Figure 12 shows the SVM with the polynomial kernel curve shows AUCs of 1.00, 0.92, and 0.99 for Class 0, Class 1, and Class 2, respectively. The AUC of Class 1 shows that the SVM with the polynomial kernel is not as good as the SVM with the RBF kernel in distinguishing Class 1. The micro-average AUC of the SVM with the linear kernel is 0.99, which indicates that the model performs exceptionally well across all classes, as presented in
Figure 13. The SVM with the linear kernel curve shows AUCs of 1.00, 0.83, and 1.00 for Class 0, Class 1, and Class 2, respectively. The AUC of Class 1 shows that the SVM with the linear kernel has a problem in distinguishing Class 1. The micro-average AUC of the SVM with the linear kernel is 0.99, which indicates that the model performs exceptionally well across all classes. The SVM with the sigmoid kernel curve, as depicted in
Figure 14, shows AUCs of 0.98, 0.03, and 0.84 for Class 0, Class 1, and Class 2, respectively. The micro-average AUC of the SVM with the linear kernel is 0.84. These results show that the SVM with the sigmoid kernel has the poorest performance among the SVM models.
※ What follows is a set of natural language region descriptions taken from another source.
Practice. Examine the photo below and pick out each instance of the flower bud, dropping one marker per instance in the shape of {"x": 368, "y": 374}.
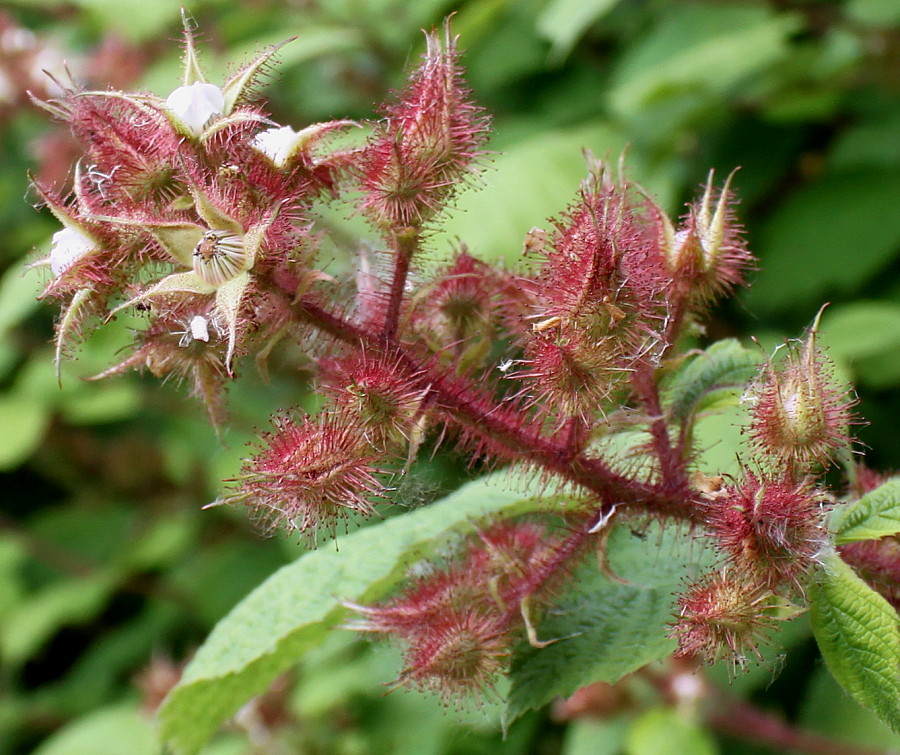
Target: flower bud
{"x": 308, "y": 473}
{"x": 800, "y": 416}
{"x": 770, "y": 529}
{"x": 707, "y": 256}
{"x": 382, "y": 397}
{"x": 460, "y": 655}
{"x": 721, "y": 617}
{"x": 429, "y": 141}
Figure 15 illustrates the Decision Tree model which has a performance almost similar to that of the SVM with a polynomial kernel. The Deep Learning model shows AUCs of 0.99, 0.97, and 0.99 for Class 0, Class 1, and Class 2, respectively, as shown in
Figure 16. The micro-average AUC of the Deep Learning model is 0.99. These results show that the Deep Learning model has a good performance in distinguishing between the classes.